MANTLE METASOMATISM IN MARS: POTASSIC BASALTIC SANDSTONE IN GALE CRATER DERIVED FROM PARTIAL MELT OF PHLOGOPITE-PERIDOTITE
At the Windjana area, Curiosity obtained APXS and ChemCam LIBS chemical analyses of many basaltic sandstones; their range of compositions implies at least three sources: tholeiitic, sodic, and potassic (Treiman et al. 2016). The last is of particular interest (LeDeit et al. 2016)– the average of the four most K-rich samples (LIBS) is: SiO2=48.4%, Al2O3=11.5%, FeO=18.2%, MgO=9.0%, CaO=6.0%, Na2O=1.7%, K2O=5.4%. This composition is consistent with that of a partial melt from a phlogopite-bearing martian mantle peridotite, in Fe and Mg contents and Mg* (Collinet et al. 2015), and in K2O (Condamine et al. 2014). These samples are also rich in Rb and F (LeDeit et al. 2016), as expected from a phlogopite-peridotite. The relatively low Si and Al contents could suggest melting at pressure >~0.2GPa (Grove et al. 2013).
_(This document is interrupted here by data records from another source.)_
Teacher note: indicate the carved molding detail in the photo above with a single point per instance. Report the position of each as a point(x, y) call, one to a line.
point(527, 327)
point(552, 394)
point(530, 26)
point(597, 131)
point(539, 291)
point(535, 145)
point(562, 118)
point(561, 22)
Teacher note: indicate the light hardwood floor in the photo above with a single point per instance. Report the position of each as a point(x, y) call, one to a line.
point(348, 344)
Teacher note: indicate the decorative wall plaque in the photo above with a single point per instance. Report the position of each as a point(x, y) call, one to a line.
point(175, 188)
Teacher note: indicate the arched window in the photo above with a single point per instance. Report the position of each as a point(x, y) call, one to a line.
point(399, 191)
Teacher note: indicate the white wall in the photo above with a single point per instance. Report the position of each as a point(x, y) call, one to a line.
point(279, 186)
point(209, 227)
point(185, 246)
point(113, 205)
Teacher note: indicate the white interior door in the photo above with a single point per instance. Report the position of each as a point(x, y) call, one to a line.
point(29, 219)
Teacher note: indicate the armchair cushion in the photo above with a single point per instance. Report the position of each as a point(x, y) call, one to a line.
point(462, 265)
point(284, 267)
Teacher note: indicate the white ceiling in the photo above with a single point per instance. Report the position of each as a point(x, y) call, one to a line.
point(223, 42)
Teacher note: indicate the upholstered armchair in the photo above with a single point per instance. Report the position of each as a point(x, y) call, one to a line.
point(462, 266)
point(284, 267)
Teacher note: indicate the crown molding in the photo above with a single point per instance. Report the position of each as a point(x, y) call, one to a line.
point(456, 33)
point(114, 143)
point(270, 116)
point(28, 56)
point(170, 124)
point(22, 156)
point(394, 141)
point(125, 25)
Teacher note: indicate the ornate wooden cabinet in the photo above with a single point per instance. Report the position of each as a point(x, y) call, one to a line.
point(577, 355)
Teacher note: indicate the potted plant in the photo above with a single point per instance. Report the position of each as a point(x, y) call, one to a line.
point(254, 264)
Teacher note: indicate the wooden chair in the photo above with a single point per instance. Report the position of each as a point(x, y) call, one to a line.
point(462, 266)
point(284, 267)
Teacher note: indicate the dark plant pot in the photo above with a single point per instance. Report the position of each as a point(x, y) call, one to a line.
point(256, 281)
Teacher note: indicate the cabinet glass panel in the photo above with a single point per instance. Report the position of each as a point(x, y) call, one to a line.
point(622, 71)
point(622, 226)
Mars is richer in Na and K than is the Earth, with a similar Na/K ratio, and this overall enrichment does not explain the existence of ultrapotassic basalt as inferred here (K2O/Na2O=3.2). By analogy with ultrapotassic rocks on Earth (Gupta, 2015), it seems likely that the sub-Gale mantle was metasomatically enriched in K, producing significant volumes of phlogopite peridotite. On Earth, ultrapotassic basalts similar to these Gale crater compositions occur in many tectonic settings, but are most common after continent collisions (Wilson, 1989). This analogy is likely not relevant to Mars.